Create Stunning Animated Videos with Ease: A Flux.1 and WanVideo Tutorial

CN
ComfyUI.org
2025-03-17 10:59:19

Workflow Overview

m8cybjy60q531g812qtdd4771f5bf6b6eac5b6ba34ed18775a33ea0a51ac31dc70f92afd6a1b26eb9bf5.gif

This workflow integrates the Flux.1 model and WanVideo plugin to generate an image from text and convert it into a short video. Its main functions are:

  1. Generating a high-quality image using Flux.1 based on a text prompt.

  2. Converting the image into a short animation video using WanVideo, keeping the scene stable while animating specific elements (e.g., a person).

  3. Outputting a final MP4 video.

Core Models

  • Flux.1 (flux1-dev.sft): Efficient diffusion model for high-detail image generation.

  • LoRA (梦幻粘土世界_v1.0.safetensors): Fine-tunes Flux.1 for a dreamy clay style.

  • CLIP (DualCLIPLoader): Loads two CLIP models (runwayml and sd3/clip_l) for prompt processing.

  • VAE (ae.sft): Encodes/decodes images for Flux.1.

  • WanVideo Model (wan2.1_i2v_480p_14B_bf16_Comfy-Org.safetensors): Image-to-video generation model.

  • WanVideo T5 (umt5-xxl-enc-bf16.safetensors): Advanced text encoder for animation prompts.

  • WanVideo CLIP (open-clip-xlm-roberta-large-vit-huge-14_fp16.safetensors): Processes image embeddings.

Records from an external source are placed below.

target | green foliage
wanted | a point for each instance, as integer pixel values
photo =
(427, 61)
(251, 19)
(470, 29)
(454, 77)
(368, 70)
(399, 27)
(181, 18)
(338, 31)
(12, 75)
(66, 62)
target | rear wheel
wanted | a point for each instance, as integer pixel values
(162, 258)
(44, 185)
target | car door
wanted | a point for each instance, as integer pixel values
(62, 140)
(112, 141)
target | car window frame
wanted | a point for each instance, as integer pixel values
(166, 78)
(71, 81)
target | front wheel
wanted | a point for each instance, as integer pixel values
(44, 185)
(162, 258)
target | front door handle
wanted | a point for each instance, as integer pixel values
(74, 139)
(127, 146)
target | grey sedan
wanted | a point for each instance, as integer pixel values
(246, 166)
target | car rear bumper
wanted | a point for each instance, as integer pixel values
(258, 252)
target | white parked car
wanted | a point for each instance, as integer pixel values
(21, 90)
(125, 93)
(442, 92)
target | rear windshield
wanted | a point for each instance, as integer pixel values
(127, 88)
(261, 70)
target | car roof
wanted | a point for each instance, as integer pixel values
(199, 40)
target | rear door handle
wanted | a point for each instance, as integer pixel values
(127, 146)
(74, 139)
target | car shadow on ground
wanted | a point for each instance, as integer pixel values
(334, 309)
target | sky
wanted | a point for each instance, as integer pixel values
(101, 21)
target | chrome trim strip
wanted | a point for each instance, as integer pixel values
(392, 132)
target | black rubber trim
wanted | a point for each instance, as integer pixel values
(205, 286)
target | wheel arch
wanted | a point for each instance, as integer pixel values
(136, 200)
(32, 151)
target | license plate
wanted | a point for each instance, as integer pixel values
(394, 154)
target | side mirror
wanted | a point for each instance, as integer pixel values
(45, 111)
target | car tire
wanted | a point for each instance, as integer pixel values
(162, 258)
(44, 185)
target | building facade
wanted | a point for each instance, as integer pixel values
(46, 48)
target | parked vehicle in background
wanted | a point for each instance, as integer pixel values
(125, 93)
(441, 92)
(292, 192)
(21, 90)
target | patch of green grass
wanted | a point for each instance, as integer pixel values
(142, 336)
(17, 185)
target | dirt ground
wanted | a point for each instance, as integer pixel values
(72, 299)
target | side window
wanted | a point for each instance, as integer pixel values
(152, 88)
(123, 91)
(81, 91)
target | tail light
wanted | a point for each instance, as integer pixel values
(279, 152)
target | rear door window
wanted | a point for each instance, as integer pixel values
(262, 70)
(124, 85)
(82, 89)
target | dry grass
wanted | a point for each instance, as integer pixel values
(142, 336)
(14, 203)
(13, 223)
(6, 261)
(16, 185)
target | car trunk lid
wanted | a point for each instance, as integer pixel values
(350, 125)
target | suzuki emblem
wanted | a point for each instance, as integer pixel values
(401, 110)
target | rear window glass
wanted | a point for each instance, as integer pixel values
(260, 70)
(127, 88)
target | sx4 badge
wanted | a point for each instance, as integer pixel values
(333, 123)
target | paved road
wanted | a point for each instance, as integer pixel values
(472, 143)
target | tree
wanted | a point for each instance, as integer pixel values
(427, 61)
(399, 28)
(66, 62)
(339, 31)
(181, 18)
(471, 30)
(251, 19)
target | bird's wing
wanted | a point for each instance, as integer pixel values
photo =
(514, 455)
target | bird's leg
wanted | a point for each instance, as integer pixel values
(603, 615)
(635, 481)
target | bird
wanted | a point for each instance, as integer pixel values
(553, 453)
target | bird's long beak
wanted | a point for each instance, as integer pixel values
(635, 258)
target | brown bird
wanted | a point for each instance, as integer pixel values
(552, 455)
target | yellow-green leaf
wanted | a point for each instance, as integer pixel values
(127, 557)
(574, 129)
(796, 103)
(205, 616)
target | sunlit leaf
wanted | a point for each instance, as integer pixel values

  • WanVideo VAE (Wan2_1_VAE_bf16.safetensors): Encodes/decodes for video generation.

Component Explanation

  1. UNETLoader: Loads the Flux.1 model.

    • Installation: Default ComfyUI node.

  2. DualCLIPLoader: Loads dual CLIP models.

    • Installation: Default ComfyUI node.

  3. VAELoader: Loads Flux.1’s VAE.

    • Installation: Default ComfyUI node.

  4. CLIPTextEncode: Encodes positive prompts.

    • Installation: Default ComfyUI node.

  5. FluxGuidance: Adjusts Flux.1 generation guidance strength.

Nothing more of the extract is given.